Aklımız ve gönlümüz kirli olduğu müddetçe, Allah’ın hakikatlerine ulaşmamız, o hakikatlerle temas içinde olmamız mümkün değildir.

Abdest; vücûdun dışını yıkamak değil, aklını ve gönlünü temizleme hakikatidir.

Abdest; tüm bâtıl bilgilerden arınmaktır, ilmi olarak hareket etmektir.

Eğer kendi vücûdumuzdaki ve cümle varlıktaki hakikatlere temas etmek, o hakikatleri anlamak istiyorsak, aklımızı ve gönlümüzü temizlemeliyiz.

Aklımızı temizlemek, tüm bâtıl bilgilerden temizlenmekle mümkündür.

Gönlümüzü temizlemek; ancak ve ancak yaptığımız hatalardan dönmek, kimseye zerre kadar zarar vermemek, kendimize varlık isnat etmekten vazgeçmek ve vücûdumuzun hakikatlerine dayanarak, ilmi bir yol almakla olur.

Abdest; tüm fenâ hallerden temizlenmektir.

Allah'ı idrak etmek isteyen kimse, vücûdunun dışını değil, aklını ve gönlünü tüm cehalet hallerinden temizlemelidir.

Aklı ve gönlü temizlenen kişi, kendi vücûd Kur'ânını okur, onu anlar.

Nisâ Sûresi 49: “Nefslerini anlayan, fenalardan temizlenen o kimseleri gördün değil mi?

Ancak Allah’ı anlamak isteyen kimseler cehaletten temizlenirler ve onlarda zerre kadar zulüm yoktur.”

Aklı temiz olan kişi, bâtıl bilgilerle hareket etmez, her an ilim ile hareket eder.

Gönlü abdestli olan kişi, hâl ve hareketleriyle Sâlih amelde olan kişidir.

Gönlü abdestli olan, herkesin derdiyle dertlenir, kişilerin sıkıntılarını içinde hisseder, elinden geldiğince yardım için koşar.

Asla zengin olma, mal-mülk edinme derdine düşmez, kimseyi kandırmaz, kimseye zerre kadar zarar veremez.

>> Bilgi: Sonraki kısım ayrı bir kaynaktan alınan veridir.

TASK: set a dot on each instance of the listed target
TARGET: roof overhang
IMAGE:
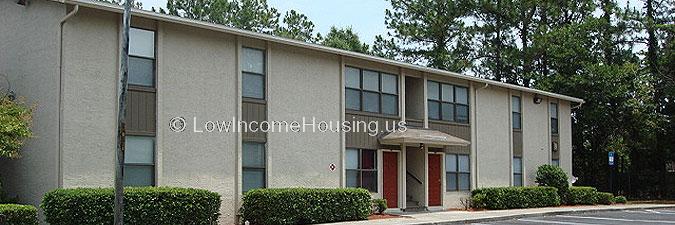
(422, 136)
(245, 33)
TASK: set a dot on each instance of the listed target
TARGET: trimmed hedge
(142, 205)
(583, 196)
(514, 197)
(305, 205)
(12, 214)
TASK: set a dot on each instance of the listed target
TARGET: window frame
(253, 168)
(360, 169)
(454, 102)
(457, 173)
(153, 164)
(379, 91)
(263, 75)
(152, 88)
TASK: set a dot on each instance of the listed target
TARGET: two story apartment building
(462, 132)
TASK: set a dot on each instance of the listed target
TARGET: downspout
(60, 156)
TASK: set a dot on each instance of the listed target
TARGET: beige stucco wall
(536, 136)
(29, 57)
(303, 83)
(206, 89)
(492, 139)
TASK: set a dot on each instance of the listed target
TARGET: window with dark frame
(554, 118)
(516, 114)
(457, 172)
(517, 171)
(139, 161)
(253, 166)
(447, 102)
(371, 91)
(253, 73)
(361, 168)
(141, 57)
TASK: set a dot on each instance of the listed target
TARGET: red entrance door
(390, 177)
(434, 180)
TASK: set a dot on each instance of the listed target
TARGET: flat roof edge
(301, 44)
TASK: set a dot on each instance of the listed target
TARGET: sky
(366, 17)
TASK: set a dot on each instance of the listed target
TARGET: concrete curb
(524, 215)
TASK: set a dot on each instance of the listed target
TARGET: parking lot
(646, 216)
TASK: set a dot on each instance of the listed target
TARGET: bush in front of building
(554, 176)
(580, 195)
(142, 205)
(13, 214)
(514, 197)
(305, 205)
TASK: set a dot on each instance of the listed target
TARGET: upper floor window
(253, 73)
(516, 116)
(517, 171)
(141, 57)
(554, 118)
(139, 161)
(457, 172)
(362, 169)
(448, 102)
(371, 91)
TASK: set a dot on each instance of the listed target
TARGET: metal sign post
(121, 120)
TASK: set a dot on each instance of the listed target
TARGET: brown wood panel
(517, 143)
(254, 111)
(140, 113)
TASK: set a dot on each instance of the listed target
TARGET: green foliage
(15, 127)
(145, 205)
(514, 197)
(605, 198)
(305, 205)
(380, 205)
(582, 196)
(553, 176)
(11, 214)
(344, 38)
(620, 199)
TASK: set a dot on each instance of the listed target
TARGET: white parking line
(616, 219)
(555, 222)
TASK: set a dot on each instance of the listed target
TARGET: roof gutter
(60, 156)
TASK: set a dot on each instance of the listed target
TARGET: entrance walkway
(462, 217)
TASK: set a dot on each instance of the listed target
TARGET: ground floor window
(517, 171)
(139, 161)
(253, 166)
(457, 172)
(362, 168)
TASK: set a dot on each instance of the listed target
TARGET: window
(139, 161)
(371, 91)
(253, 73)
(516, 116)
(554, 118)
(141, 57)
(253, 162)
(555, 162)
(362, 169)
(517, 171)
(457, 172)
(447, 102)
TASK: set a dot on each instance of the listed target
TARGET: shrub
(380, 205)
(143, 205)
(620, 199)
(11, 214)
(305, 205)
(514, 197)
(605, 198)
(583, 196)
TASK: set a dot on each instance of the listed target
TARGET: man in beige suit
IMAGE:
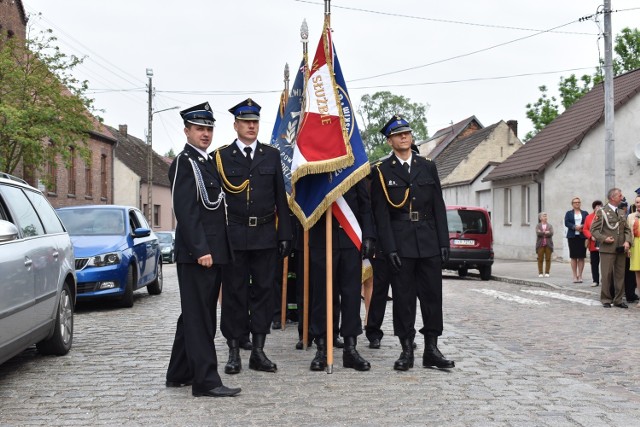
(611, 230)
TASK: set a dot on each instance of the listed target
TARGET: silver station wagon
(37, 274)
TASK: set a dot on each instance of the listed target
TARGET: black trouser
(238, 302)
(378, 304)
(300, 298)
(193, 356)
(595, 266)
(418, 278)
(347, 282)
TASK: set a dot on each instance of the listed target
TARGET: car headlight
(102, 260)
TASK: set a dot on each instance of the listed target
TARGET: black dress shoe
(177, 383)
(337, 342)
(221, 391)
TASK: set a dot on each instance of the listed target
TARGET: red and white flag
(322, 142)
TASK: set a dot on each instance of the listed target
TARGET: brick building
(13, 19)
(78, 184)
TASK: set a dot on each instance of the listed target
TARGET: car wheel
(60, 342)
(155, 288)
(485, 272)
(127, 298)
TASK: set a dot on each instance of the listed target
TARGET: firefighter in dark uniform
(260, 233)
(347, 279)
(202, 247)
(411, 225)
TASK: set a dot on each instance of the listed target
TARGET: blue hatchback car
(116, 251)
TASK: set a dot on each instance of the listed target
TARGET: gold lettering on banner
(321, 100)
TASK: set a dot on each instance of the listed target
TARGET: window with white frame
(526, 205)
(507, 206)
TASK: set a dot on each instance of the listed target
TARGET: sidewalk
(526, 273)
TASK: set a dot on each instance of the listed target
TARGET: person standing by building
(347, 279)
(594, 250)
(633, 220)
(544, 244)
(411, 222)
(611, 229)
(574, 221)
(202, 247)
(260, 233)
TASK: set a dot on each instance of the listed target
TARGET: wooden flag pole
(285, 275)
(329, 276)
(305, 301)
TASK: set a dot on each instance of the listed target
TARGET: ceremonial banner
(284, 136)
(314, 193)
(322, 143)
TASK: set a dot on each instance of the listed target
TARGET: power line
(446, 21)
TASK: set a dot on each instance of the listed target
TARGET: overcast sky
(460, 57)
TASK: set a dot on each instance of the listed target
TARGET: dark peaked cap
(246, 110)
(200, 114)
(396, 125)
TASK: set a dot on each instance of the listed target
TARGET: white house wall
(580, 173)
(126, 185)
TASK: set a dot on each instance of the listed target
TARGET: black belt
(412, 216)
(251, 221)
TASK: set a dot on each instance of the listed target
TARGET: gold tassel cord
(227, 184)
(384, 188)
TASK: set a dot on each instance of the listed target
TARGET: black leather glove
(284, 248)
(394, 260)
(368, 247)
(444, 254)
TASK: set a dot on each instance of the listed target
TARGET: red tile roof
(566, 131)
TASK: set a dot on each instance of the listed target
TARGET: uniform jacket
(540, 236)
(199, 231)
(615, 225)
(357, 197)
(267, 197)
(411, 239)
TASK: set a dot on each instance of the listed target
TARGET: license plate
(464, 242)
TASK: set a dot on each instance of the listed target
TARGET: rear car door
(23, 262)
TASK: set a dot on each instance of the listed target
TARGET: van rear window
(466, 221)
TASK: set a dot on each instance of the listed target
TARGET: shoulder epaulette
(220, 148)
(270, 146)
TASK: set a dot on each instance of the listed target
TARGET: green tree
(542, 112)
(627, 49)
(376, 110)
(43, 109)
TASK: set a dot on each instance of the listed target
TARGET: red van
(471, 240)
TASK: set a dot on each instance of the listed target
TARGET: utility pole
(150, 151)
(609, 138)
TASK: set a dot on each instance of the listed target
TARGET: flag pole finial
(304, 36)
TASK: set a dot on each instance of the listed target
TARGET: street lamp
(150, 148)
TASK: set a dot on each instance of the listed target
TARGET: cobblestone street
(532, 361)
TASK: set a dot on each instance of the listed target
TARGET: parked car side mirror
(141, 232)
(8, 231)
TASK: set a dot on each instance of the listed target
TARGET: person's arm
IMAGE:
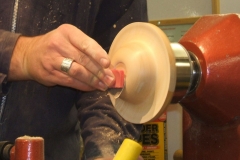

Aklı ve gönlü temiz olan, abdestlidir, Müslüman’dır.

Müslüman olan kişinin içi de dışı da temizdir.

Aklı ve gönlü kirli olan, ne yaparsa yapsın, abdestsizdir, iman makâmına ermemiştir.

İşte, abdest denilince bedenimizin dışını yıkamak olarak düşünmemeliyiz.

Aklımızın ve gönlümüzün, her türlü gurur kibirden, kötülük düşünce ve eylemlerinden temizlenmesi olarak düşünmeliyiz.

Gönül erlerinden, Hasan Fehmi Tezdoğan, bir şiirinde abdest konusunu dile getirmiştir.

Abdest alan su ile onun dışı pâk olur Kâlbî zikir olursa onun içi pâk olur Bir odanın içinde bir süpürge olmazsa Ona giren bir kişi bir daha girmez olur Bir bardağın üstüne yaldız cilâ verseler Necis olsa içinde suyu içilmez olur

Evet, suyla ne kadar abdest alırsak alalım, aklımız ve gönlümüz temiz olmadığı müddetçe, abdestli sayılmayız.